🤖 AI Summary
To address information forgetting in symmetric power (sympow) linear Transformers—caused by limited recurrent state capacity in long-sequence modeling—this paper proposes the conformal-sympow architecture. Methodologically, it introduces (1) a data-dependent multiplicative gating mechanism to dynamically regulate state capacity allocation, and (2) adaptive rotary embeddings to enable position-aware, selective information storage. The design preserves key efficiency features of sympow Transformers, including linear-time attention computation and symmetric tensor embeddings. Empirically, conformal-sympow achieves stable performance on the LongCrawl64 benchmark when both training and evaluation contexts scale synchronously to 64K tokens, closely matching standard Softmax Transformers. This work establishes a new paradigm for linear Transformers in long-context settings, balancing theoretical soundness with practical deployability.
📝 Abstract
Transformers with linear attention offer significant computational advantages over softmax-based transformers but often suffer from degraded performance.
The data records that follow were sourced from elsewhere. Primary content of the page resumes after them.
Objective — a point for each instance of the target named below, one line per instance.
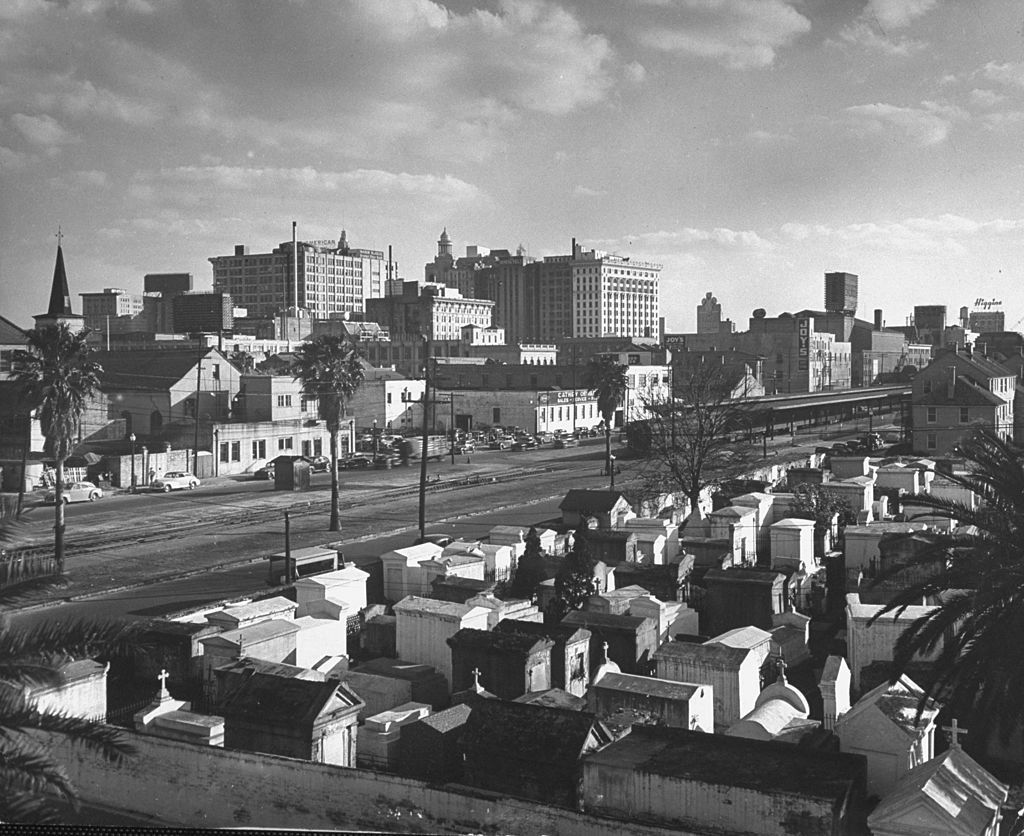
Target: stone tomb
(425, 625)
(569, 651)
(623, 699)
(511, 664)
(379, 737)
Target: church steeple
(444, 243)
(59, 307)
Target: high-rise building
(333, 279)
(429, 310)
(709, 315)
(987, 322)
(203, 312)
(584, 294)
(167, 284)
(841, 292)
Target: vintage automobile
(76, 492)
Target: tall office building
(584, 294)
(841, 293)
(333, 279)
(613, 295)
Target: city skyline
(749, 147)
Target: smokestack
(295, 267)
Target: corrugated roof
(580, 499)
(727, 761)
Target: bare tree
(687, 443)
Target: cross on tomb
(780, 666)
(954, 732)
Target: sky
(748, 145)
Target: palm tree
(59, 377)
(976, 573)
(606, 378)
(330, 369)
(34, 787)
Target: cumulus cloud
(940, 234)
(41, 130)
(927, 125)
(863, 35)
(986, 98)
(897, 13)
(1009, 73)
(738, 34)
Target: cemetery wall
(193, 786)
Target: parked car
(436, 539)
(354, 463)
(76, 492)
(174, 481)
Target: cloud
(896, 13)
(41, 130)
(927, 125)
(738, 34)
(689, 237)
(13, 161)
(1009, 73)
(863, 35)
(941, 234)
(986, 98)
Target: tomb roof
(531, 733)
(274, 700)
(647, 685)
(498, 641)
(729, 761)
(581, 499)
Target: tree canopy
(975, 575)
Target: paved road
(208, 588)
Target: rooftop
(726, 761)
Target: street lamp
(132, 440)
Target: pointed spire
(59, 294)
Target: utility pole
(199, 383)
(423, 447)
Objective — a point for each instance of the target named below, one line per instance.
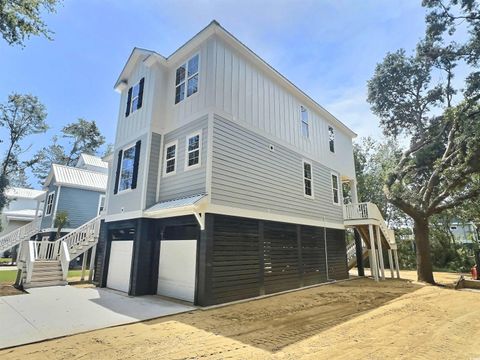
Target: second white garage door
(119, 265)
(176, 270)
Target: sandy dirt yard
(393, 319)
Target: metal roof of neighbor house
(176, 203)
(76, 177)
(23, 193)
(92, 161)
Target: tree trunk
(422, 241)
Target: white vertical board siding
(249, 95)
(248, 175)
(185, 182)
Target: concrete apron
(51, 312)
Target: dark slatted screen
(235, 260)
(280, 257)
(313, 255)
(337, 258)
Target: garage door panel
(120, 264)
(176, 270)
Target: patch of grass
(9, 276)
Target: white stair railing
(16, 236)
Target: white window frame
(191, 167)
(328, 135)
(302, 110)
(339, 193)
(185, 80)
(134, 97)
(165, 174)
(52, 194)
(102, 196)
(128, 147)
(312, 196)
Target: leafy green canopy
(21, 18)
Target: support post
(359, 253)
(390, 262)
(84, 265)
(380, 252)
(373, 257)
(396, 263)
(93, 252)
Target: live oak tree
(19, 19)
(419, 101)
(82, 136)
(20, 117)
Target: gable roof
(214, 27)
(77, 178)
(23, 193)
(91, 160)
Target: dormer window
(304, 118)
(135, 97)
(186, 76)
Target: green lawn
(9, 276)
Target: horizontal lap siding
(251, 257)
(190, 182)
(235, 259)
(247, 174)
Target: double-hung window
(331, 138)
(186, 78)
(304, 118)
(192, 152)
(307, 179)
(135, 97)
(49, 207)
(126, 172)
(170, 158)
(335, 189)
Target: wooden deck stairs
(46, 263)
(376, 237)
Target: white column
(380, 252)
(397, 264)
(390, 262)
(92, 263)
(373, 258)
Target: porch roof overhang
(189, 205)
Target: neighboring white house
(226, 178)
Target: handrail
(18, 235)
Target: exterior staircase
(45, 263)
(23, 233)
(368, 220)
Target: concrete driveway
(55, 311)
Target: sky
(328, 48)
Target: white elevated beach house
(226, 181)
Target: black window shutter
(140, 93)
(129, 100)
(117, 176)
(135, 164)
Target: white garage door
(120, 264)
(176, 270)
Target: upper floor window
(307, 179)
(304, 118)
(49, 208)
(186, 77)
(335, 189)
(192, 156)
(135, 97)
(331, 138)
(126, 174)
(127, 168)
(170, 158)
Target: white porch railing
(15, 237)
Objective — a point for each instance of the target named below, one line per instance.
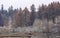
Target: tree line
(26, 18)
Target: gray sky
(24, 3)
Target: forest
(26, 18)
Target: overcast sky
(24, 3)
The symmetric power (sympow) transformer, a particular type of linear transformer, addresses some of this performance gap by leveraging symmetric tensor embeddings, achieving comparable performance to softmax transformers. However, the finite capacity of the recurrent state in sympow transformers limits their ability to retain information, leading to performance degradation when scaling the training or evaluation context length. To address this issue, we propose the conformal-sympow transformer, which dynamically frees up capacity using data-dependent multiplicative gating and adaptively stores information using data-dependent rotary embeddings. Preliminary experiments on the LongCrawl64 dataset demonstrate that conformal-sympow overcomes the limitations of sympow transformers, achieving robust performance across scaled training and evaluation contexts.